Advantages include very low or zero commissions, the widest range of trading products, and support for advanced tools. Disadvantages include interfaces mostly in English, self-managed tax and remittance, 30% US dividend withholding tax, and more complex handling of fund security or inheritance issues.
Do I need to pay taxes when investing in silver ETFs?
Taiwanese silver ETFs: Buying is tax-free; selling incurs a 0.1% transaction tax, making tax matters straightforward.
Overseas silver ETFs: Considered overseas property transaction income, included in overseas income. If total overseas income ≤ NT$1 million annually, it is exempt from minimum tax; exceeding NT$1 million, the full amount is included in basic income and taxed at 20% after deducting NT$7.5 million exemption.
Comparing various silver investment tools: ETF vs physical silver bars vs futures vs mining stocks
Based on actual performance in 2025, silver futures yield the highest returns but also carry the greatest risk; silver mining stocks (e.g., SIL) increased about 142%, surpassing pure silver exposure; silver ETFs offer moderate returns with easier trading and lower risk, making them most suitable for beginners and small-cap investors.
Silver CFDs are also an option, combining ETF trading convenience with futures leverage, requiring less capital, with lower fees than futures, but with increased risk proportional to leverage.

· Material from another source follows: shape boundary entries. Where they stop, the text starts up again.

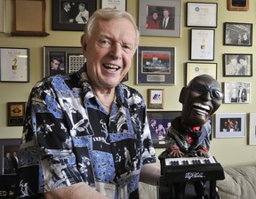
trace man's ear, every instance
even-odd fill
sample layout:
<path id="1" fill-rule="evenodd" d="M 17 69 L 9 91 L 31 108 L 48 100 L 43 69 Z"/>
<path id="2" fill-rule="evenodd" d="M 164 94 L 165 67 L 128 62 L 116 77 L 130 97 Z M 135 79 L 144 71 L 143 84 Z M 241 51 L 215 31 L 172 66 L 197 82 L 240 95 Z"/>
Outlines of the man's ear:
<path id="1" fill-rule="evenodd" d="M 188 89 L 186 87 L 183 87 L 180 92 L 180 98 L 179 98 L 179 101 L 183 104 L 184 100 L 186 98 L 186 92 L 187 92 Z"/>

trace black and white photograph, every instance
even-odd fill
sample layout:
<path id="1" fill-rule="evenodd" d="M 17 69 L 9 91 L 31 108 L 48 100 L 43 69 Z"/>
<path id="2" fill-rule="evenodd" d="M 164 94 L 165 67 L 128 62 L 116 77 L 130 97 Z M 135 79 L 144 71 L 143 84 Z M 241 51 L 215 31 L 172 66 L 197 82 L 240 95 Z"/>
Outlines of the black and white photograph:
<path id="1" fill-rule="evenodd" d="M 226 82 L 224 87 L 224 103 L 250 103 L 251 83 Z"/>
<path id="2" fill-rule="evenodd" d="M 252 76 L 252 54 L 223 54 L 224 76 Z"/>
<path id="3" fill-rule="evenodd" d="M 224 45 L 252 45 L 252 23 L 224 23 Z"/>

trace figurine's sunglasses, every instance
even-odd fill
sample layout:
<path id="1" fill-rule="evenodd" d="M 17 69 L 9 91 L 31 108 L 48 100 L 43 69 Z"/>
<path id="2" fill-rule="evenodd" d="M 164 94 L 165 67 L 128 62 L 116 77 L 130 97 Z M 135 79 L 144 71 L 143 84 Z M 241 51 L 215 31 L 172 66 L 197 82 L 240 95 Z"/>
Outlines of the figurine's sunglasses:
<path id="1" fill-rule="evenodd" d="M 224 97 L 223 93 L 220 91 L 214 88 L 209 88 L 208 86 L 198 83 L 191 83 L 188 88 L 199 94 L 204 94 L 206 92 L 209 92 L 212 99 L 216 100 L 221 100 Z"/>

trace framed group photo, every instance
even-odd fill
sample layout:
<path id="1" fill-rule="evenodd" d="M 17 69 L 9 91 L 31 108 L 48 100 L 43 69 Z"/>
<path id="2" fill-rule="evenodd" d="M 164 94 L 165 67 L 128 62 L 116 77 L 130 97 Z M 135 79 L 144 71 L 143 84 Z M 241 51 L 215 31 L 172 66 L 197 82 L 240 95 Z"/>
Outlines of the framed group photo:
<path id="1" fill-rule="evenodd" d="M 190 29 L 190 60 L 213 60 L 215 48 L 214 29 Z"/>
<path id="2" fill-rule="evenodd" d="M 137 84 L 175 84 L 175 47 L 139 46 Z"/>
<path id="3" fill-rule="evenodd" d="M 0 48 L 0 82 L 29 82 L 28 48 Z"/>
<path id="4" fill-rule="evenodd" d="M 156 148 L 165 147 L 165 136 L 172 122 L 181 115 L 181 111 L 148 111 L 151 139 Z"/>
<path id="5" fill-rule="evenodd" d="M 224 23 L 224 45 L 252 46 L 252 23 Z"/>
<path id="6" fill-rule="evenodd" d="M 225 82 L 224 103 L 248 104 L 251 101 L 251 83 Z"/>
<path id="7" fill-rule="evenodd" d="M 217 63 L 187 62 L 187 85 L 196 76 L 208 75 L 217 79 Z"/>
<path id="8" fill-rule="evenodd" d="M 44 46 L 44 77 L 76 72 L 84 62 L 82 47 Z"/>
<path id="9" fill-rule="evenodd" d="M 217 28 L 218 4 L 187 2 L 187 27 Z"/>
<path id="10" fill-rule="evenodd" d="M 84 31 L 90 16 L 97 10 L 95 0 L 52 1 L 53 30 Z"/>
<path id="11" fill-rule="evenodd" d="M 181 0 L 139 2 L 141 36 L 181 36 Z"/>
<path id="12" fill-rule="evenodd" d="M 215 114 L 216 138 L 236 138 L 245 136 L 244 113 Z"/>
<path id="13" fill-rule="evenodd" d="M 223 54 L 224 76 L 252 76 L 252 54 Z"/>

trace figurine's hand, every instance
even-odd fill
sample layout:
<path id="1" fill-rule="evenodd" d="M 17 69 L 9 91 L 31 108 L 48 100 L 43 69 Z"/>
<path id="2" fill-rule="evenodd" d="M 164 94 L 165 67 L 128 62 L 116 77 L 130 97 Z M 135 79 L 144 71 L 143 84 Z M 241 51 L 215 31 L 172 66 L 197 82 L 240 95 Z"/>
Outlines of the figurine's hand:
<path id="1" fill-rule="evenodd" d="M 204 151 L 204 150 L 203 150 L 203 149 L 198 149 L 198 150 L 196 151 L 196 154 L 197 154 L 197 155 L 200 156 L 200 157 L 209 157 L 209 155 L 207 154 L 207 152 Z"/>
<path id="2" fill-rule="evenodd" d="M 180 149 L 172 149 L 170 154 L 172 157 L 183 157 L 184 154 Z"/>

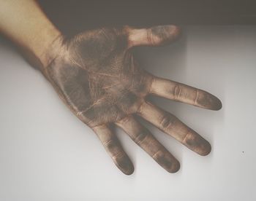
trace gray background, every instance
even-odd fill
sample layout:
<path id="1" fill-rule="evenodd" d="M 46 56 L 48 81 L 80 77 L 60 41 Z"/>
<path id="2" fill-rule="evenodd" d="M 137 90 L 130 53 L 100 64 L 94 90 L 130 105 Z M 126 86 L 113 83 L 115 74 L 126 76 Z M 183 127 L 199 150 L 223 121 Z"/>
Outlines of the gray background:
<path id="1" fill-rule="evenodd" d="M 130 176 L 1 38 L 0 200 L 255 200 L 256 26 L 187 26 L 184 33 L 172 45 L 136 55 L 151 73 L 222 100 L 213 111 L 152 99 L 208 140 L 212 151 L 197 155 L 146 124 L 181 162 L 170 174 L 118 130 L 135 165 Z"/>

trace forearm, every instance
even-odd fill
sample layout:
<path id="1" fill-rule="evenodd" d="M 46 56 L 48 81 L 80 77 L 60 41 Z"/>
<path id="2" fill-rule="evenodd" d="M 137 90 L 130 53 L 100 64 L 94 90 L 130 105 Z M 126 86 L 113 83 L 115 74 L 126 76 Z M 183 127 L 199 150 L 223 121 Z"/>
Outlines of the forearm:
<path id="1" fill-rule="evenodd" d="M 0 30 L 41 68 L 49 64 L 57 49 L 53 46 L 61 42 L 60 31 L 34 0 L 0 1 Z"/>

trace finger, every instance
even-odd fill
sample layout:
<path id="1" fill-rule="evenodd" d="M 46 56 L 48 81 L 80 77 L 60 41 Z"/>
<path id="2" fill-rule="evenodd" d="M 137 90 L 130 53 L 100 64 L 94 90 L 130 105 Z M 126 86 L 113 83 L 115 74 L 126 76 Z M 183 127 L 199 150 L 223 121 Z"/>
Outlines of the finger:
<path id="1" fill-rule="evenodd" d="M 148 28 L 132 28 L 128 27 L 129 47 L 158 46 L 173 41 L 180 29 L 173 25 L 158 25 Z"/>
<path id="2" fill-rule="evenodd" d="M 222 102 L 206 91 L 166 79 L 154 77 L 150 93 L 197 107 L 219 110 Z"/>
<path id="3" fill-rule="evenodd" d="M 141 105 L 138 114 L 195 152 L 203 156 L 210 153 L 210 143 L 173 114 L 147 102 Z"/>
<path id="4" fill-rule="evenodd" d="M 178 170 L 178 161 L 132 117 L 123 119 L 116 125 L 167 171 L 176 173 Z"/>
<path id="5" fill-rule="evenodd" d="M 132 174 L 134 171 L 133 165 L 122 149 L 116 135 L 105 125 L 94 127 L 93 130 L 120 170 L 126 175 Z"/>

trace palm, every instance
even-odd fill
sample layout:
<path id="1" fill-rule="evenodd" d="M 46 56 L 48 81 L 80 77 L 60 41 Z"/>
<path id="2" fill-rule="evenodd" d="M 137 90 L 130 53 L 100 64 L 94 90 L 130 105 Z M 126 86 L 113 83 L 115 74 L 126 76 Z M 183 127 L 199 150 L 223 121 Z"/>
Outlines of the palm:
<path id="1" fill-rule="evenodd" d="M 131 52 L 135 45 L 158 45 L 171 41 L 177 34 L 175 28 L 125 27 L 87 31 L 66 42 L 47 68 L 47 76 L 59 95 L 80 120 L 92 127 L 126 174 L 132 173 L 133 166 L 113 133 L 111 124 L 122 127 L 169 172 L 179 168 L 174 157 L 135 121 L 135 114 L 200 154 L 210 151 L 206 141 L 172 114 L 146 101 L 145 97 L 152 93 L 211 109 L 219 109 L 219 100 L 204 91 L 154 77 L 138 66 Z"/>

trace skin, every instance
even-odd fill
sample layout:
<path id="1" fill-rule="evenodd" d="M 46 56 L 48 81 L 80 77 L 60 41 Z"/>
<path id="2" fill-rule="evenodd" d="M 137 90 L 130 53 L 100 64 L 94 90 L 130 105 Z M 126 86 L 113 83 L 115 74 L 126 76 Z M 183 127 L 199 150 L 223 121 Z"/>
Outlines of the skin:
<path id="1" fill-rule="evenodd" d="M 19 42 L 23 49 L 32 52 L 29 54 L 32 55 L 31 58 L 39 63 L 41 71 L 62 100 L 94 131 L 124 173 L 132 174 L 134 168 L 113 132 L 115 126 L 123 129 L 167 171 L 175 173 L 180 167 L 178 160 L 150 131 L 136 121 L 136 116 L 145 119 L 200 155 L 207 155 L 211 151 L 211 145 L 207 141 L 173 114 L 153 105 L 147 100 L 147 96 L 158 95 L 212 110 L 221 109 L 220 100 L 203 90 L 150 74 L 140 68 L 132 55 L 132 48 L 136 46 L 170 44 L 178 35 L 178 27 L 102 28 L 67 39 L 53 28 L 53 25 L 42 15 L 36 4 L 29 4 L 25 5 L 30 9 L 29 12 L 38 12 L 34 14 L 37 15 L 38 22 L 29 28 L 28 25 L 22 27 L 25 38 L 12 31 L 15 20 L 14 20 L 12 25 L 5 25 L 1 29 L 13 41 Z M 3 19 L 0 15 L 1 20 Z M 28 28 L 40 33 L 39 31 L 45 27 L 48 34 L 42 34 L 42 36 L 36 37 L 33 42 L 36 46 L 26 44 L 29 34 L 34 36 L 35 34 L 33 31 L 26 32 Z M 38 48 L 37 41 L 42 42 L 44 37 L 48 44 L 44 44 L 43 47 L 46 47 L 42 50 Z"/>

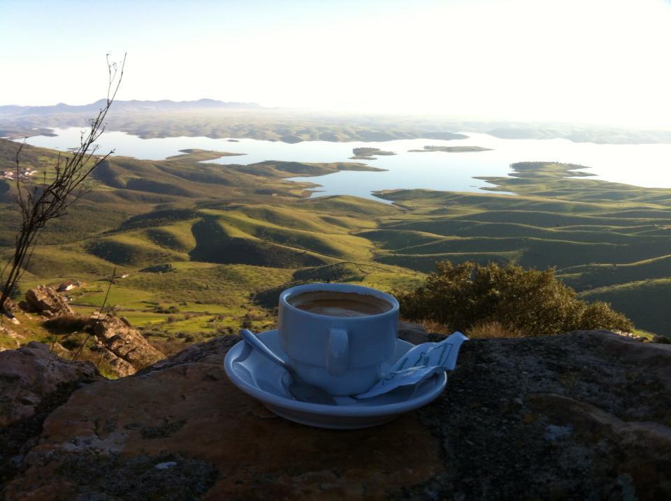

Risks and precautions when investing in silver ETFs
1. Silver prices are far more volatile than gold and stocks—despite over 100% gains this year, history shows sharp corrections are common, and short-term losses can be significant.
2. Tracking error risk—futures-based ETFs incur costs from rolling contracts, potentially underperforming spot over the long term; physical ETFs are more accurate but have annual fees of 0.4-0.5% that erode returns over time.
3. Exchange rate and tax risks—overseas ETFs involve USD fluctuations and require handling overseas income tax filings.
4. Macro factors impact—silver prices are influenced by geopolitical events, industrial demand (solar, electronics), and central bank policies, making single-direction judgments risky.
Conclusion
Silver ETFs provide a convenient and efficient investment channel. Compared to the cumbersome costs of physical silver, ETFs resolve storage, transportation, and verification issues through securitization, while maintaining high liquidity and trading flexibility. For investors wanting to participate in silver markets without the burden of physical management, no-dividend ETF recommendations are undoubtedly the most practical choice.
However, investors should be aware of silver’s high volatility. Different silver ETFs vary significantly in management fees, tracking methods (leverage or direct physical holding). A diversified allocation strategy is recommended, avoiding over-concentration in a single product, and regularly reviewing market conditions and positions to ensure long-term stability.